UWIELBIANY BURGER – CZY NAPRAWDĘ MUSI BYĆ NIEZDROWY?

Fast Food czyli popularnie szybkie i niezdrowe jedzenie. Po takie jedzenie najczęściej sięgamy w pośpiechu. Kiedy nie mamy czasu na gotowanie, jesteśmy w podróży czy jeszcze inne powody, albo po prostu mamy na nie ochotę. Zaglądamy wtedy do popularnych sieciówek, które serwują nam wysokokaloryczne i niezdrowe jedzenie. Frytki smażone w głębokim tłuszczu, kotlet z małą zawartością mięsa, nadmuchane bułki, kurczak w plastikowej panierce i do tego litry słodzonych, gazowanych napojów. My unikamy takich miejsc i wam także tego odradzamy. Cholesterol skoczy na maksa, obrośniemy tłuszczykiem, dojdzie zmęczenie i w ogóle nic nam się nie będzie chciało, tylko jeść.
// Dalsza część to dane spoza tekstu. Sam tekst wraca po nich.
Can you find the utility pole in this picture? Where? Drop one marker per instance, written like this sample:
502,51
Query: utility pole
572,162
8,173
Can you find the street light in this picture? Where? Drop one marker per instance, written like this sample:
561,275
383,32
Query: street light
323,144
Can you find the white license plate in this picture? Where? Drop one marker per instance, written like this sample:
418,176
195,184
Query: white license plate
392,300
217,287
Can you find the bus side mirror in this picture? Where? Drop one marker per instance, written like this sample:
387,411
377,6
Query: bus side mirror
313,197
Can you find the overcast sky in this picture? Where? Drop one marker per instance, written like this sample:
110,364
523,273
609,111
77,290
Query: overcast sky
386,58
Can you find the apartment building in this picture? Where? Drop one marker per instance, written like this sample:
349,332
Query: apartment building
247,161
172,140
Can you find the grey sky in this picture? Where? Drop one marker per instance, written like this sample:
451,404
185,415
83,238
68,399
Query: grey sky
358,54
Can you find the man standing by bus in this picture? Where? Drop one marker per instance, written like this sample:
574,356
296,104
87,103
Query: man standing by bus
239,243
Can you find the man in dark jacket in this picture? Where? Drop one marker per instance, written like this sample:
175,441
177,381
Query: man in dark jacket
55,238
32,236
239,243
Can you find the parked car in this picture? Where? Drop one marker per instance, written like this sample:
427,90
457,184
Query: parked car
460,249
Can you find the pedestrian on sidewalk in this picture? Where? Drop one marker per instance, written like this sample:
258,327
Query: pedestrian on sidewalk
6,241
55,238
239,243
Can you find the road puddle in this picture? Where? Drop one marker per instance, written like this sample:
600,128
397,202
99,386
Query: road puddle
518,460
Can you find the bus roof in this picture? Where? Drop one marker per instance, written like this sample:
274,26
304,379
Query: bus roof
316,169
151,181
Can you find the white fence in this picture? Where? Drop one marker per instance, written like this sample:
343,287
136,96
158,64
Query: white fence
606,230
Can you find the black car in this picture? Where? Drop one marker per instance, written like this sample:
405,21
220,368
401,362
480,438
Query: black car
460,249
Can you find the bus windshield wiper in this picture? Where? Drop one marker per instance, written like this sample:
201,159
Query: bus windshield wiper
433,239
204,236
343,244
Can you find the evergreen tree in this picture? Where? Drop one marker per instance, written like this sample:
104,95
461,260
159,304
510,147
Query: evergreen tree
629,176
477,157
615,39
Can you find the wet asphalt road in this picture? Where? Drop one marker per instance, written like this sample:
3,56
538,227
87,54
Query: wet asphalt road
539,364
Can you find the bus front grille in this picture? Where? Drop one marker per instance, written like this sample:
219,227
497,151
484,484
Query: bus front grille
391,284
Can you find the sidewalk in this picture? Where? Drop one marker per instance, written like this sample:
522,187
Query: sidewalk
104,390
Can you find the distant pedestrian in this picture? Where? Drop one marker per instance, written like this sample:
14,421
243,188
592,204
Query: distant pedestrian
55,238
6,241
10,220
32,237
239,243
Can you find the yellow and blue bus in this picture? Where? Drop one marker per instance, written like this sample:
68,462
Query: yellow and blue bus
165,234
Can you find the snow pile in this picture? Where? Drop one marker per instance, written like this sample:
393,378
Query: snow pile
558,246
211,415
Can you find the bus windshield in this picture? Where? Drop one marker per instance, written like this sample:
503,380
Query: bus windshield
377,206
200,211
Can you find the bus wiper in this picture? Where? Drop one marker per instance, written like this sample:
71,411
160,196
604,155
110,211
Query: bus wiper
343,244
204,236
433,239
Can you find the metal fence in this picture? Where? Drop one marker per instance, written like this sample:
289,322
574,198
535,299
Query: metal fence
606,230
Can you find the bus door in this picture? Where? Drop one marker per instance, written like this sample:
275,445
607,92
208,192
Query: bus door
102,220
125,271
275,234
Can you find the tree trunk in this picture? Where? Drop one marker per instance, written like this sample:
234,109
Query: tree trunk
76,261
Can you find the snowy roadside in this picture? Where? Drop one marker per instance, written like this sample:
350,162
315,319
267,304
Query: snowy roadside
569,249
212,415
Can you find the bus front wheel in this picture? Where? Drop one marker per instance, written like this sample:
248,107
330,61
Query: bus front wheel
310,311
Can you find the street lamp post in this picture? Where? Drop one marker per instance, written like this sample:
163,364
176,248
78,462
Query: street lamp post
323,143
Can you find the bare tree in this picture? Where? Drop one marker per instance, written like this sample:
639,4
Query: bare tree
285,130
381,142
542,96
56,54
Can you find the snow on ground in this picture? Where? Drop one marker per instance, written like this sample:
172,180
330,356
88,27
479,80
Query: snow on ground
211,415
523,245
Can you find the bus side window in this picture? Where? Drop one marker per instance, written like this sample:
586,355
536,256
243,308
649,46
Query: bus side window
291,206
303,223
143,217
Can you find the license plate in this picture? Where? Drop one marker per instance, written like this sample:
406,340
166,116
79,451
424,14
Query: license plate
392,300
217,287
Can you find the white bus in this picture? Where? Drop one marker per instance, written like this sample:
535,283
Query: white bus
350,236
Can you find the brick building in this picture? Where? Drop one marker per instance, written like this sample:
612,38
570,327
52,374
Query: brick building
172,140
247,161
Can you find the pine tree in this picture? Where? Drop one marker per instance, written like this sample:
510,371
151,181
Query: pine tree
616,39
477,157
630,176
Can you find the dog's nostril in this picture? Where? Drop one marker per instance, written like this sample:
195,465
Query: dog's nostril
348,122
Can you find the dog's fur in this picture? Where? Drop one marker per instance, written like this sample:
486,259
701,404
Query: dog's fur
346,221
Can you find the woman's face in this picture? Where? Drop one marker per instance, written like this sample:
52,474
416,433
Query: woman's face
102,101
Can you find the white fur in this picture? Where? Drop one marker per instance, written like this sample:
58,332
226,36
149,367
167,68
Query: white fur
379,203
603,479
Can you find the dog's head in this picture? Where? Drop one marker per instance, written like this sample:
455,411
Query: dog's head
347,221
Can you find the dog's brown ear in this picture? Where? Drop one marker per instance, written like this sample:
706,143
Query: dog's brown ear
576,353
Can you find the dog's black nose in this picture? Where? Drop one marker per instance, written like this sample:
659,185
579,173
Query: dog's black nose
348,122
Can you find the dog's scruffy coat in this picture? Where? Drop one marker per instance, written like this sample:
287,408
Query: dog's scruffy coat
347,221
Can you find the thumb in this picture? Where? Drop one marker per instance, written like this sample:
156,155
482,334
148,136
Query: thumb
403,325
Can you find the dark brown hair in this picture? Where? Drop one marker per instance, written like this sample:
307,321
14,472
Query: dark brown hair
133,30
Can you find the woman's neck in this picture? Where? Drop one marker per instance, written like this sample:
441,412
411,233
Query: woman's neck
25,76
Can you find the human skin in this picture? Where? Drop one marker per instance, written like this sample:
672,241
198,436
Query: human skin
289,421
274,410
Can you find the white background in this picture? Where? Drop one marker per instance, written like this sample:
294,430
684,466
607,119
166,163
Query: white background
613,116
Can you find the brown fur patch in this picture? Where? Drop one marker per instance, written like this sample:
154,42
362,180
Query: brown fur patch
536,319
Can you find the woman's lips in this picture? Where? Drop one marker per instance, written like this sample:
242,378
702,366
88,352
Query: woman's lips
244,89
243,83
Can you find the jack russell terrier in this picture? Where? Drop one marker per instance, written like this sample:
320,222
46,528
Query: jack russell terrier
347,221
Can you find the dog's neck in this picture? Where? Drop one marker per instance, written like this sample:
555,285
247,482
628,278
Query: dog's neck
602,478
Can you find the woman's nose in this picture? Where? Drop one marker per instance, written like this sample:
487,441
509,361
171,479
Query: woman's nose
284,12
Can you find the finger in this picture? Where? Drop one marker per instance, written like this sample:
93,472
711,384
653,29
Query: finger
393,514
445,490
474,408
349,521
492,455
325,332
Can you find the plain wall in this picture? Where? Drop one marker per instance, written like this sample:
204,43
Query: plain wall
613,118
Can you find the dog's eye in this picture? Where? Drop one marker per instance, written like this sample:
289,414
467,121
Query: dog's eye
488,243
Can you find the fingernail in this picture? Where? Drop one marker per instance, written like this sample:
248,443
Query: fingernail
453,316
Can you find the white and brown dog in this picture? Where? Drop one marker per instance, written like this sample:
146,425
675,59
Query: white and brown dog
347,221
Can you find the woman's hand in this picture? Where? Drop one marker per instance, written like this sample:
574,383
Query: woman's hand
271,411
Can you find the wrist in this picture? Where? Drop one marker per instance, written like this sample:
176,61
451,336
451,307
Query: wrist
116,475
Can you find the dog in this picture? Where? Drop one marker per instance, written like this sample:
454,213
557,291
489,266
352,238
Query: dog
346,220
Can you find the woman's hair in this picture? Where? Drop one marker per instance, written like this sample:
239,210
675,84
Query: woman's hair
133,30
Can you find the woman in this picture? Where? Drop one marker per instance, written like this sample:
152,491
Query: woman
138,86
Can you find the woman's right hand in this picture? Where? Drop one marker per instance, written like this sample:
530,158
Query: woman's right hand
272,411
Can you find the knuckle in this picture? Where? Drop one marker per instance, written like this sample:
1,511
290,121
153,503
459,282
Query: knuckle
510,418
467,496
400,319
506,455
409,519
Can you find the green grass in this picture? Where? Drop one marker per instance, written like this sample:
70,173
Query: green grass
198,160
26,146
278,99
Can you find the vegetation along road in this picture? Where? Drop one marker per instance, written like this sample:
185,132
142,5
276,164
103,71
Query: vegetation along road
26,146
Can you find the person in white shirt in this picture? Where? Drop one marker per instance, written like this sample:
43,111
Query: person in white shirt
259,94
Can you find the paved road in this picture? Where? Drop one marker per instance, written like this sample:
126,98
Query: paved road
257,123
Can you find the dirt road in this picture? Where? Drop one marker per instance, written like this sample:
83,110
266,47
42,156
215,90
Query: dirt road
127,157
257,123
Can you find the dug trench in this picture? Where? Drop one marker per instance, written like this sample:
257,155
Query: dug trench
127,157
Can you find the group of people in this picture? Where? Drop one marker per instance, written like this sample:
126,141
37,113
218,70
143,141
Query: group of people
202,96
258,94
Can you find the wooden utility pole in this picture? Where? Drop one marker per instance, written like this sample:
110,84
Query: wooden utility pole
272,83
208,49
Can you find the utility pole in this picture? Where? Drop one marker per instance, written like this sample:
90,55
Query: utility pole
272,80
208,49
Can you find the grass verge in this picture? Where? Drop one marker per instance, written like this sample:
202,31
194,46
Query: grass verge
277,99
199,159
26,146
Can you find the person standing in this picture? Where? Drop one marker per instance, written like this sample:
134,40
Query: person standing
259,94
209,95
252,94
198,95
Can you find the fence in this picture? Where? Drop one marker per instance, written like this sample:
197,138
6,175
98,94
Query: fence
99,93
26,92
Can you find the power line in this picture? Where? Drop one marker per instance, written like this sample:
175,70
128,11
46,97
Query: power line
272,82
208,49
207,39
UWIELBIANY BURGER – CZY NAPRAWDĘ MUSI BYĆ NIEZDROWY

Coraz częściej powstaje knajp typu Slow Food, nie boimy się użyć stwierdzenia, że powstają jak grzyby po deszczu. Nas to akurat cieszy, ponieważ taki burger nie dość, że zawiera 100% mięsa, może być na ciemnym pieczywie i zawierać zdrowe składniki, taki jak: sałata, rukola, pomidor, ogórek. No samo zdrowie! Mięso jest grillowane, czyli zawiera mniej tłuszczu niż takie tradycyjnie smażone. Sosy są bez majonezu, np. na bazie jogurtu naturalnego.

Taki burger można także zrobić samemu w domu.  My najlepiej lubimy grillowany kotlet z serem wędzonym, czerwoną cebulą, rukolą, pomidorem, ogórkiem kiszonym, polany sosem – mieszkanka 50/50 ketchup z jogurtem greckim. Smacznego!